J Interpers Violence. 2025 May 31:8862605251343203. doi: 10.1177/08862605251343203. Online ahead of print.
ABSTRACT
Bullying victimization afflicts adolescents at high rates and predicts negative health sequelae into adulthood. Park’s (2010) meaning-making model theorizes protective pathways following traumatic experiences and has been applied to a variety of traumas, but not yet bullying victimization.

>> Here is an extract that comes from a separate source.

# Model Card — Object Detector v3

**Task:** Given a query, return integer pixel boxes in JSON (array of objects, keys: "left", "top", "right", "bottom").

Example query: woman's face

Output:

Consistent with Park’s model, the present work assessed both meaning-making efforts-operationally defined as posttraumatic growth (PTG), or positive changes perceived to have resulted from a traumatic experience-and meanings successfully made-operationally defined concurrent presence of meaning in life-as factors mitigating adverse psychological and physical health outcomes in adulthood among targets of adolescent bullying victimization. Using path modeling with the MPlus v5 macro, the hypothesized serial process model was tested in two samples of adults who had experienced adolescent bullying (Sample 1: US adult convenience sample [N = 125]; Sample 2: International sexual minority adult sample [N = 137]). Participants reported the severity of their adolescent bullying victimizations, resulting PTG, concurrent presence of meaning in life, severity of psychological distress, and frequency of physical illness symptoms, as well as demographics. Supporting Park’s (2010) model across samples, the severity of adolescent bullying victimization predicted greater PTG, and, in turn, the presence of meaning in life, ultimately predicting mitigated psychological and physical health outcomes in adulthood. As such, the results highlighted the importance of meanings successfully made per se, underscoring the attendant risks generated by the meaning-making efforts that appear necessary but insufficient to mitigate negative health sequelae. Practical implications, strengths and limitations, and directions for future research are discussed.